Friday, March 14, 2014

Just how common are pilot suicides?

By Terrence McCoy The Washington Post

This photo provided by Laurent Errera taken Dec. 26, 2011, shows the Malaysia Airlines Boeing 777-200ER that disappeared from air traffic control screens Saturday, taking off from Roissy-Charles de Gaulle Airport in France. The Malaysia Airlines Boeing 777-200 carrying 239 people lost contact with air traffic control early Saturday morning, March 8, 2014 on a flight from Kuala Lumpur to Beijing, and international aviation authorities still hadn't located the jetliner several hours later. (AP Photo/Laurent Errera)
This photo provided by Laurent Errera taken Dec. 26, 2011, shows the Malaysia Airlines Boeing 777-200ER that disappeared from air traffic control screens Saturday, taking off from Roissy-Charles de Gaulle Airport in France. The Malaysia Airlines Boeing 777-200 carrying 239 people lost contact with air traffic control early Saturday morning, March 8, 2014 on a flight from Kuala Lumpur to Beijing, and international aviation authorities still hadn’t located the jetliner several hours later. (AP Photo/Laurent Errera)

As leads dwindle and pressure mounts on international authorities to unearth some clue that would locate the missing Malaysian jetliner, U.S. officials have now turned to an unsettling possibility. The pilot killed himself.

“You have to ask the question,” one U.S. aviation official, who was not authorized to discuss the matter publicly, told the Post on Monday.

“Everything is on the table,” Steve Wallace, the former head of the FAA accident investigation division, told Bloomberg.

While incredibly rare for a pilot to kill himself — and everyone else on a plane — there is both national and international precedent for what experts call “aircraft-assisted pilot suicides.” 

According to Federal Aviation Administration data, 24 American pilots have killed themselves while flying their planes in the last two decades. Twenty-three of those pilots intentionally crashed their craft, and one student pilot jumped out of his plane mid-flight.

All of the pilots who killed themselves were male and middle-aged.

While none of of the American pilots who killed themselves were flying a big commercial aircraft, it has happened elsewhere.

In November of last year, a Mozambique Airlines E-190 jet carrying 33 passengers went down in Namibia. No one survived the crash, which became the subject of great mystery because the plane was only one year old, flown by an experienced pilot, in good weather.

According to cockpit voice recordings reported by the International Business Times, the co-pilot left to use the bathroom, and when he returned, he found the door shut. Inside, the pilot had switched the plane’s altitude reading from 38,000 feet to ground level, IBT reports. 

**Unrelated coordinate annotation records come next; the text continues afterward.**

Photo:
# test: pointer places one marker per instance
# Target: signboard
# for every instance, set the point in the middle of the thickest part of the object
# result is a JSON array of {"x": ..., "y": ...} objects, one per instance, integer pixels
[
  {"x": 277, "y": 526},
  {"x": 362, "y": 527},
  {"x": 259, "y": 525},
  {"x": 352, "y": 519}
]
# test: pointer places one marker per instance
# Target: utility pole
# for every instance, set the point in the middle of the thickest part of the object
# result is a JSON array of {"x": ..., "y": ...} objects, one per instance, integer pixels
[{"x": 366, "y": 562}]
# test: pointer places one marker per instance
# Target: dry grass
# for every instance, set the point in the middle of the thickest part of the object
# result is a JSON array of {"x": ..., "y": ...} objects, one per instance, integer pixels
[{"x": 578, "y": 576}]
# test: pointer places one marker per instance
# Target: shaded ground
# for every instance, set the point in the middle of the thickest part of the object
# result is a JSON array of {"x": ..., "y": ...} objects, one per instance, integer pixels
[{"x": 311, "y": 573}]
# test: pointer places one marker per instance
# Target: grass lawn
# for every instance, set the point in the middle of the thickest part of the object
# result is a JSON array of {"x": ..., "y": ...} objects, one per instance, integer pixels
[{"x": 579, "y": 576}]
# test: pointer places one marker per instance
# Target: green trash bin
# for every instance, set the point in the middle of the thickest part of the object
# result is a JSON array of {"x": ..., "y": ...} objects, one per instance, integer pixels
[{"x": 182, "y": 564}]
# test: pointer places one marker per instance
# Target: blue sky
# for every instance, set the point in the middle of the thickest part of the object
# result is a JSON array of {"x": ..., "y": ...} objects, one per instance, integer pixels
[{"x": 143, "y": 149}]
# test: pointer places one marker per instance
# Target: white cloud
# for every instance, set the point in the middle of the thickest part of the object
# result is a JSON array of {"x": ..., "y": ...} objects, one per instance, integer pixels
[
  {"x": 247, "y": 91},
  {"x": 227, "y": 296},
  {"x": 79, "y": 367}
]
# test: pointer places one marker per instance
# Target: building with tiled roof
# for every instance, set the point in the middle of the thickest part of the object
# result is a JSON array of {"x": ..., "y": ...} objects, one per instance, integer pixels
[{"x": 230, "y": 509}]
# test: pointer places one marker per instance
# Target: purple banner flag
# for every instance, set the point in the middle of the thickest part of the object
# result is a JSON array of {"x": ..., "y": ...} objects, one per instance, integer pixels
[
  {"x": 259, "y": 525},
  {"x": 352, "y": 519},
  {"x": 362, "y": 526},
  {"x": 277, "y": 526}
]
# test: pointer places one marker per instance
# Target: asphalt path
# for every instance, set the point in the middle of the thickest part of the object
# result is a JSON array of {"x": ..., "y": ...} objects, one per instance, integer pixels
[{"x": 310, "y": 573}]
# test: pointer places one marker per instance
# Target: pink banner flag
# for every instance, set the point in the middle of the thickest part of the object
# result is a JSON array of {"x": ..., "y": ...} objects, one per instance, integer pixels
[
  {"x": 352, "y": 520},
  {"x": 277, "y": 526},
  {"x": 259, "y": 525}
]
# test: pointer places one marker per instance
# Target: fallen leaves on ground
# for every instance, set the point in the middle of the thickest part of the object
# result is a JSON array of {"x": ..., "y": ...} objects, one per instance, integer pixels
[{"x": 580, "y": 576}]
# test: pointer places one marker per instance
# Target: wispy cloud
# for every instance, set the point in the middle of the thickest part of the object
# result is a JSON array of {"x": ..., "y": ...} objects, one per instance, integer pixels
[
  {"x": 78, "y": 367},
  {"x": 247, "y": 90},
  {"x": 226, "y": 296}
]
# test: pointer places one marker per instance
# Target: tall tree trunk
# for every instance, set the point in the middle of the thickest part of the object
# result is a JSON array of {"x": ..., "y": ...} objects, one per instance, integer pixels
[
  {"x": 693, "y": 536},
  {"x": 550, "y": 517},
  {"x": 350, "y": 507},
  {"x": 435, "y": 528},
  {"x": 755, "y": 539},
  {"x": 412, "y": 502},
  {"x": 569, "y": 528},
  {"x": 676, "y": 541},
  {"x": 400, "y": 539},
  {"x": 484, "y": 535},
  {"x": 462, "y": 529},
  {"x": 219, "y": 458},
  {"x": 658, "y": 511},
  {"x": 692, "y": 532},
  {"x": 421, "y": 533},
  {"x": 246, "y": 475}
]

Recordings show someone pounded on the door to the cockpit as the plane plummeted. Investigators later concluded the plane had crashed because of “intentional actions by the pilot.”

Echoes of that tragedy were found in a pair of late 1990′s crashes. In 1997, more than 100 people were killed with a pilot or crew member forced a plane to crash in Indonesia. Two years later, a Cairo-bound airliner that plummeted into the Atlantic Ocean off Nantucket in 1999. All 217 passengers and crew were killed. During the plane’s tailspin, its pilot, Gamal al-Batouti whispered the Arabic phrase, “I rely on God,” — traditionally uttered moments before death.

Depression appears to be the leading cause of aircraft-assisted suicides, and in 2010, the FAA did away with a generations-old ban on pilots taking anti-depressants . The aviation agency, which has mental health restrictions for pilots, now can issue certificates permitting pilots to take Prozac, Zoloft, Celexa, and Lexapro, CNN reports.

But only clues such audio recordings and blackbox data about the position of an aircrafts tailplanes can lead investigators to a conclusion that a pilot killed himself.

For the moment, then, the Malaysian Airlines suicide question will probably remain unanswered.